A few years back, I was at Hyatt Lake, and as usual it was a great trip. That time we shared the lake with two groups. One a batch of skinny- dipping women who were obviously enjoying the water and the sun. The other group brought fireworks, which they set off at night over the granite bowl towards Big Lake. Totally illegal, but after we got over our worries that they might be emergency flares from stranded hikers, we enjoyed the flashes inter-mingled with the stars.

5 Responses

  1. That was me who had the fireworks. I remember there being 2 other groups at the lake that weekend as well. I fired them over the lake and burned the empty canisters. There was no danger of a fire. Glad you enjoyed them!

  2. Robert, I agree with you. Fireworks and the Wilderness do not mix. Just to be clear. Our group did not have the fireworks. We did not know the people who had the them and we reported the incident to the Ranger when we got back. Thanks for the comment.

  3. It’s pretty stupid and irresponsible to bring firworks into the backcountry. Next time think about the wildlife and fires! Even if you did not start one while your were there, brush can smolder for weeks then ignite when the conditions are right. Also think about the trash. I would have reported you in a second if I spotted your camp. Next time bring your thinking cap

    Former Trail Crew Worker/Wilderness Ranger Emigrant Wilderness

  4. Our 2008 hike was from Gianelli’s Cabin to Whiteside Meadow to Emigrant Lake to Snow and Bigelow Lakes to Lertora Lake to Gem Lake. Very straightforward and enjoyable. Every camp is in a beautiful setting. Remember that the mosquitoes are bad in July and just about any place called a “Meadow” is full of them. Lertora Lake is a great place to swim and camp. There are always lots of day hikers near Crabtree and Gem Lake is a popular destination for them. If you bushwack from Snow Lake to Bigelow Lake (some maps show a trail be we couldn’t follow it all the way over the saddle) remember to stay high. Do not descend into the valley or you will miss Bigelow altogether. Hint: study the map and notice where all the high places are before heading out in the morning.

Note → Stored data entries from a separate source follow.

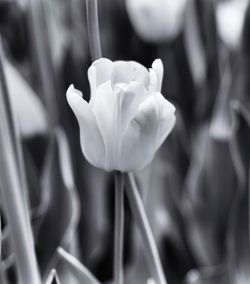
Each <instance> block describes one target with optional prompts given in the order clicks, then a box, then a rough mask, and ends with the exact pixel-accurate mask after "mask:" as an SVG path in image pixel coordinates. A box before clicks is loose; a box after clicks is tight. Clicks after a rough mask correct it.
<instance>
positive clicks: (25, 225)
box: [0, 46, 41, 284]
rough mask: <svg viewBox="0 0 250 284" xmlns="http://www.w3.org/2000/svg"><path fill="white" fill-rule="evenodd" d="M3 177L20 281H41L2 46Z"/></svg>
mask: <svg viewBox="0 0 250 284" xmlns="http://www.w3.org/2000/svg"><path fill="white" fill-rule="evenodd" d="M0 82H1V88H0V168H1V171H0V180H1V186H0V191H1V197H2V199H3V205H4V208H3V209H4V211H5V213H6V217H7V223H8V226H9V227H10V230H11V234H10V237H11V240H12V245H13V248H14V252H15V260H16V265H17V271H18V279H19V282H20V283H32V284H40V283H41V281H40V275H39V271H38V266H37V261H36V256H35V250H34V241H33V235H32V229H31V224H30V220H29V216H28V212H27V206H26V203H25V199H24V196H23V194H22V191H21V188H22V186H23V184H22V180H21V175H20V171H19V168H18V167H19V165H20V163H19V162H18V158H19V157H18V155H17V154H16V145H15V142H16V141H17V140H16V141H14V142H13V139H14V138H15V135H14V134H15V127H14V122H13V121H14V120H13V116H12V111H11V106H10V101H9V94H8V89H7V84H6V80H5V76H4V65H3V61H2V50H1V46H0Z"/></svg>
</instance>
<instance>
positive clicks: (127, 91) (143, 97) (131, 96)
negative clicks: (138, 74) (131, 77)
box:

  5. From C. Knaus – Troop 236
    Our Troop has done two 50 milers in the Emigrant Wilderness (2004 & 6). We’ve done loops originating at Crabtree Camp. 2004 route was Crabtree to Grouse Lake, Cherry Creek, Wood Lake, Buck Lake, Emigrant Lake, Middle Emigrant Lake, Emigrant Meadow Lake, Bond Pass, Snow Lake, Huckleberry Lake, Letora Lake, Gem Lake, and back to Crabtree. Highlights include fishing at Buck Lake, Emigrant Lake being partially frozen over on 4th of July (’06), the view at the pass between Snow Lake and Bigelow Lake (Some maps don’t show the trail here. It is sparse and requires some bushwacking!), rock formations and swimming at Letora Lake (several shallow inlets mean relatively warm water!), and excellent fishing at Bigelow Lake. Crabtree is a good trail head with a forest service campground, picnic tables and vault/pit toilets that don’t stink! Great place to organize yourselves and your gear, spend the night, acclimate for a bit and be ready for your first day on the trail.